Deutsche Bank(DB)'s asset management division is now offering an exchange-traded fund that gives outside investors more direct access to mainland stocks. The fund will track the performance of China's 300 biggest companies by market cap traded on the Shanghai or Shenzhen stock exchanges.
It is difficult for investors outside China to invest in the mainland, as the Chinese government tightly restricts foreign investment. The government only grants some institutional investors the right to invest in China, and even limits the amount of money that can flow across borders.
The new ETF, trading under ASHR(ASHR) on the New York Stock Exchange, is the result of a collaboration between Deutsche and Harvest Global Investments, the Hong Kong-based subsidiary of one of China's largest asset management firms.

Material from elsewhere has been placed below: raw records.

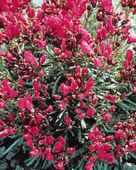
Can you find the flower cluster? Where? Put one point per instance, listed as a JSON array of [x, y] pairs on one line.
[[64, 81]]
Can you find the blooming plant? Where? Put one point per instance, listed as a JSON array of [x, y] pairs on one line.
[[67, 85]]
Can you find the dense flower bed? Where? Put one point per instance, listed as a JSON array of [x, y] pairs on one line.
[[68, 82]]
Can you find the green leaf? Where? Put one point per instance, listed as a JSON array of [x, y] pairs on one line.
[[14, 145]]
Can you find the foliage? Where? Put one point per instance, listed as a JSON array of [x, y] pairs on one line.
[[67, 85]]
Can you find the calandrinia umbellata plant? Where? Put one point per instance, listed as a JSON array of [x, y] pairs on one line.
[[67, 84]]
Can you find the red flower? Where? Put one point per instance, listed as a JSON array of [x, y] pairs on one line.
[[25, 103], [48, 154], [12, 30], [120, 135], [89, 84], [59, 165], [34, 152], [29, 58], [90, 112], [59, 145], [36, 86], [2, 104], [7, 90], [89, 165], [106, 117], [67, 120], [132, 146], [110, 98], [85, 47], [71, 150]]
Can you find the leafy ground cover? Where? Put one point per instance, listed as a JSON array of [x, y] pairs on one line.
[[67, 85]]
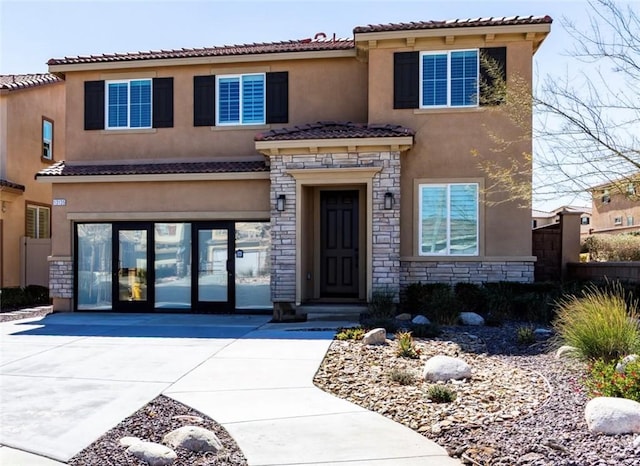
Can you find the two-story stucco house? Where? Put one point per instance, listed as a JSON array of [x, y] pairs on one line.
[[31, 138], [243, 177]]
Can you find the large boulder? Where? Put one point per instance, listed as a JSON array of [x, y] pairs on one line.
[[445, 368], [622, 365], [567, 351], [377, 336], [193, 438], [154, 454], [613, 416], [471, 318]]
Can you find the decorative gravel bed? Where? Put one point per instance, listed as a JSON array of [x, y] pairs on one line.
[[151, 423], [522, 406]]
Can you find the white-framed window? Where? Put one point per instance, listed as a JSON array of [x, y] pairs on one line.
[[38, 221], [449, 79], [448, 216], [47, 139], [240, 99], [128, 104]]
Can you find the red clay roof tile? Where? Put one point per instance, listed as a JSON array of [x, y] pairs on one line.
[[62, 169], [454, 23], [23, 81], [304, 45]]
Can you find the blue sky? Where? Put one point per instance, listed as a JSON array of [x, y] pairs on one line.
[[32, 32]]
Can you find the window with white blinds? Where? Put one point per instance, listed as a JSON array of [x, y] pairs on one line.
[[38, 222], [449, 79], [128, 104], [448, 219], [241, 99]]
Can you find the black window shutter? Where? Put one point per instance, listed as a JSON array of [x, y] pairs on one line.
[[204, 100], [277, 97], [406, 74], [493, 75], [163, 102], [93, 105]]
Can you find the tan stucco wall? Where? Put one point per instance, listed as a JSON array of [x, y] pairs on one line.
[[445, 139], [604, 214], [154, 201], [321, 89], [20, 160]]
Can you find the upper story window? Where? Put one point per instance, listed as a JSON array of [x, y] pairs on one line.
[[38, 222], [47, 139], [241, 99], [128, 104], [449, 79], [448, 219]]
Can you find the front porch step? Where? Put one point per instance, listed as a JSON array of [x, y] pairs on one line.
[[333, 312]]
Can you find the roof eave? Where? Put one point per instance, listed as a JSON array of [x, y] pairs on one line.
[[314, 146], [226, 176], [211, 60], [535, 32]]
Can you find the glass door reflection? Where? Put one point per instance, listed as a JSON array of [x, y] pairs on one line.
[[213, 265], [132, 265]]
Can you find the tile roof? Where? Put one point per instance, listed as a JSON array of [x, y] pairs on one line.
[[23, 81], [10, 184], [454, 23], [154, 168], [303, 45], [334, 130]]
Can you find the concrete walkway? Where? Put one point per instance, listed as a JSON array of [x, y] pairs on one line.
[[67, 379]]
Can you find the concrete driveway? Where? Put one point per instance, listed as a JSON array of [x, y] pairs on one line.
[[68, 378]]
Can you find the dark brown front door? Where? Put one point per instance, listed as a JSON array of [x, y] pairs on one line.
[[339, 244]]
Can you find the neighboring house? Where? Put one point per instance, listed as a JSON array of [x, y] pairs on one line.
[[31, 138], [270, 175], [616, 206], [541, 218]]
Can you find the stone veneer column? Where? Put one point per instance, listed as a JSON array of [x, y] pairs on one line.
[[385, 248], [60, 277], [283, 232]]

A handful of existing ETFs provide exposure to Chinese equities through derivatives, but the Deutsche fund is the first to offer direct exposure to shares.
Thanks to their low-cost and tax-friendly structure, exchange-traded funds are increasingly gaining favor with investors. Some ETFs track broad indexes, while others are more narrow, such as ones that track gold or silver. And some carry higher risks than others.
China's stock markets are still relatively young and volatile. Institutional investors dominate the exchanges, and few retail investors choose to invest there.
While Deutsche is the first company to list an ETF of this kind, others are looking to make similar offerings.
U.S.-based KraneShares, for example, is working with Chinese firm Bosera Asset Management on a fund that will track stocks in the MSCI China A-shares index. That grouping includes 450 large and mid-cap companies traded in Shanghai and Shenzhen.